Arguably Fritz Lang's greatest cinematic achievement, this unnerving tale of deranged child-killer Hans Beckert (Lorre) stalking the dingy alleys and shadowy playscapes of Berlin is as riveting a piece of filmmaking as you're ever likely to see. Shot in 1931, it was Lang's first foray into sound and he makes tremendous use not only of persistent aural motifs (such as Beckert's constant whistling of the “Hall of the Mountain King” theme from Peer Gynt
) but also of lengthy, forbidding stretches of utter silence. One of the greatest of all German Expressionistic films, M
's striking, remarkable cinematography was the creation of Fritz Arno Wagner, who also left his dank, tenebrous imprint on F.W. Murnau's Nosferatu.
Thematically, the two films couldn't be more different, but Wagner's masterful use of light and shadow commands the eye like few films since. This was Lang's final German film before fleeing the encroaching Nazi censors, and the whole affair positively oozes the quiet menace of a time frame in which the well-oiled doors of human misery have begun to swing wide.
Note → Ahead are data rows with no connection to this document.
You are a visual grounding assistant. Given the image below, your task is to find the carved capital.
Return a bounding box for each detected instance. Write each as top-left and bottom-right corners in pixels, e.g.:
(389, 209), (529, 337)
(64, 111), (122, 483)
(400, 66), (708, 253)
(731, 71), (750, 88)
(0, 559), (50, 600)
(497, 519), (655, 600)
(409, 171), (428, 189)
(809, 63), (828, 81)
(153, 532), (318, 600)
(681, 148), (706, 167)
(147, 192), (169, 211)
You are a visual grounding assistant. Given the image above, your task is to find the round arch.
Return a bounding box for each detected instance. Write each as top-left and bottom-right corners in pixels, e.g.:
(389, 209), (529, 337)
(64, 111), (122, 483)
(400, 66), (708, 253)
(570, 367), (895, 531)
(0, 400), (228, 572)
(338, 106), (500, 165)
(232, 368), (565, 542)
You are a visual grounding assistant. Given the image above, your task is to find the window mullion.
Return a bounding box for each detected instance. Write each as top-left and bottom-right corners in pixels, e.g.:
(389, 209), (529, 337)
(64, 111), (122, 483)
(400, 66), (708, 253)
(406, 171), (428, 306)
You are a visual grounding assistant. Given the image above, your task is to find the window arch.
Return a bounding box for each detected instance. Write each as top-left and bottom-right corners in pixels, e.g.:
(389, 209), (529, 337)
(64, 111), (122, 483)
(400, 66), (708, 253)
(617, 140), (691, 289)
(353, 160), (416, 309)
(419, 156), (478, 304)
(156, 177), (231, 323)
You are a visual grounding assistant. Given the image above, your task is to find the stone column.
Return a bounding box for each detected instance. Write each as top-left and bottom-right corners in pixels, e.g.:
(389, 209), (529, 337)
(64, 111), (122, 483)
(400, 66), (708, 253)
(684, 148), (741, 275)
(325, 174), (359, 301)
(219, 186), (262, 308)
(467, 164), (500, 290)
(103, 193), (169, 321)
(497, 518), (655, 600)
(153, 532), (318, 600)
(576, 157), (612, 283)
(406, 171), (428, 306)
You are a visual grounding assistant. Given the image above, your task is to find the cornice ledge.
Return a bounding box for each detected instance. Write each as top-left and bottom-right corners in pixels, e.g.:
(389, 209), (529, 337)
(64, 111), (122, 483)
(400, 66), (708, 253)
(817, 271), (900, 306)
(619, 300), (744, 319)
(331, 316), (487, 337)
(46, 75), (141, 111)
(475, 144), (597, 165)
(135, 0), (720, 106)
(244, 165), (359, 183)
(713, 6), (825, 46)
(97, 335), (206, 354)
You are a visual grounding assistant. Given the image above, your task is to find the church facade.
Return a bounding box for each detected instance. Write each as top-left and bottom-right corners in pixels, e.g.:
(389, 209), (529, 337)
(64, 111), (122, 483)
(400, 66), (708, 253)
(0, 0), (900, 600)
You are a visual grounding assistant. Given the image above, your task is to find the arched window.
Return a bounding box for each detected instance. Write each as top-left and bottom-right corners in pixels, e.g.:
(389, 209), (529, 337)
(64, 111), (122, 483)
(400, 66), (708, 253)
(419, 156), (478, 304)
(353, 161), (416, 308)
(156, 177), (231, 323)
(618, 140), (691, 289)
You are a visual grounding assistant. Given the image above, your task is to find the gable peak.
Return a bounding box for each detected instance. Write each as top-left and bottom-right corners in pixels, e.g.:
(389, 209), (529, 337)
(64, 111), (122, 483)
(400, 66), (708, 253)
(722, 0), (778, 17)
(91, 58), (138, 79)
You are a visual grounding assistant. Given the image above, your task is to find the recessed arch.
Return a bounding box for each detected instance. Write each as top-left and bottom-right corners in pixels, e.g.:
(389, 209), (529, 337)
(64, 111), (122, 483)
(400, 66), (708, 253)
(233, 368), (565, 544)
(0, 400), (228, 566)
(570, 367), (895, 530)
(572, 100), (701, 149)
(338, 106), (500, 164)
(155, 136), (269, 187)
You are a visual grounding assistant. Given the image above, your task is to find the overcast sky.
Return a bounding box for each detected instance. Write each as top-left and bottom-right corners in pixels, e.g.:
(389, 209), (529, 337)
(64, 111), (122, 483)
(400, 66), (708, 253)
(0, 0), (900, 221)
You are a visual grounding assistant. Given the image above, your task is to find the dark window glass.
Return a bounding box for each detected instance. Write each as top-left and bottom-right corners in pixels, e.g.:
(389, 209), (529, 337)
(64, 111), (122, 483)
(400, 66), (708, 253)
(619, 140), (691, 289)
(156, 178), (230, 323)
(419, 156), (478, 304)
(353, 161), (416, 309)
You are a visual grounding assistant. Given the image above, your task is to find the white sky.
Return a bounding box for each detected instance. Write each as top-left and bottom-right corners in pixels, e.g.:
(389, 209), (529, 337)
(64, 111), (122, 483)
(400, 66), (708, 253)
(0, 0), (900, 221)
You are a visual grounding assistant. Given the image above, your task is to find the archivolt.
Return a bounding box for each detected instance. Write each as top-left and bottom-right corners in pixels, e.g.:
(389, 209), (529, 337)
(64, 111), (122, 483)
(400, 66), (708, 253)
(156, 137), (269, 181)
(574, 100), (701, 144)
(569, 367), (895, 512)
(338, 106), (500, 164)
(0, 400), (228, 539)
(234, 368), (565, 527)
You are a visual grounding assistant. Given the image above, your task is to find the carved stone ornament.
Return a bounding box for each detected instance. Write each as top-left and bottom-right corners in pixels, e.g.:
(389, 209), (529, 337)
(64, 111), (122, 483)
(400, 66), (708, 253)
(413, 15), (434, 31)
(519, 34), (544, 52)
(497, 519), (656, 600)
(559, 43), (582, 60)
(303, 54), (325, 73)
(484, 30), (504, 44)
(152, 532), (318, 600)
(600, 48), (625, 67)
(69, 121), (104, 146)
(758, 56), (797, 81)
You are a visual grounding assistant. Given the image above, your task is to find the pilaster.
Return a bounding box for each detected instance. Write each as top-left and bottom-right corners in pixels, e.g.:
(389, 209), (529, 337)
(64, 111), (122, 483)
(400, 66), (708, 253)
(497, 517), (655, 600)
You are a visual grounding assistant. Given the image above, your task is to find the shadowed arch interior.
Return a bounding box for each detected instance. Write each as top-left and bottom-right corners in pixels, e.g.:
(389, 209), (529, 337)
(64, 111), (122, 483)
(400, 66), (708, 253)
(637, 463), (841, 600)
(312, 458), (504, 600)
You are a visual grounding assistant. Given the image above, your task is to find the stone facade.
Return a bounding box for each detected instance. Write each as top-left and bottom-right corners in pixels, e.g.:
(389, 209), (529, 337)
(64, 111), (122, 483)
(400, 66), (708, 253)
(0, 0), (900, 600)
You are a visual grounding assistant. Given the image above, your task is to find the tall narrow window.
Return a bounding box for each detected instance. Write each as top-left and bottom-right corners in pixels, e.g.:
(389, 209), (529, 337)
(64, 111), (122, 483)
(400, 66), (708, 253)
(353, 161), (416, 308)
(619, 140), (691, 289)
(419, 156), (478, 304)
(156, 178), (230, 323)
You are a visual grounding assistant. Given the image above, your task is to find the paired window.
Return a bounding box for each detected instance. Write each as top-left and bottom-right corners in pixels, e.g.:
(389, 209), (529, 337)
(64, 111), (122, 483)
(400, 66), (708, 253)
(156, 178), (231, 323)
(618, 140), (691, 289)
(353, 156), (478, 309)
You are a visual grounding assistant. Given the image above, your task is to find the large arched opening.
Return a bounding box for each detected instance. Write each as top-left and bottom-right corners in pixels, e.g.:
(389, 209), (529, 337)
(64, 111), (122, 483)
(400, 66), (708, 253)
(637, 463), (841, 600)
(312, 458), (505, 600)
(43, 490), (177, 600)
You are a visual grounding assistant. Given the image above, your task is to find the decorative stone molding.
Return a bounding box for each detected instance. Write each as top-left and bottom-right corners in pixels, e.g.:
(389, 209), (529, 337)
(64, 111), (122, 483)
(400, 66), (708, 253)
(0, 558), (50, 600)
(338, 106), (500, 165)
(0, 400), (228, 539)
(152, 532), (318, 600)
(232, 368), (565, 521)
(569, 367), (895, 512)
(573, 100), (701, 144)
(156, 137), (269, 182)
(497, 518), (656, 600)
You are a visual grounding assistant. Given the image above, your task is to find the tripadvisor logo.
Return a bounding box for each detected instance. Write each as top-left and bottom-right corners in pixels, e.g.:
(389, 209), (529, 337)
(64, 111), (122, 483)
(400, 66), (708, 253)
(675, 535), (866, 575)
Shots of the exposed pedophile/murderer fleeing down winding Berlin streets while being pursued by both an ineffectual police force and the city's cruelly efficient criminal element (his crimes are so atrocious that even the underworld is desperate to stop him) are breathtaking in their spare, eloquent terror. Lorre, for his part, found a career-making part in this less-than-palatable role. Frantic and bug-eyed, Hans Beckert is the great-granddaddy of the Norman Bates/Hannibal Lecter crowd, and his final, tortured confession amidst the scruffy denizens of the Berlin underworld (“I can't help it! I can't control this evil thing inside me!”) is simultaneously ghastly and pathetic. This restored print was overseen directly by the Munich Film Archive, and contains roughly seven minutes of previously excised footage, as well as remastered, digitized sound and updated subtitles. Highly recommended.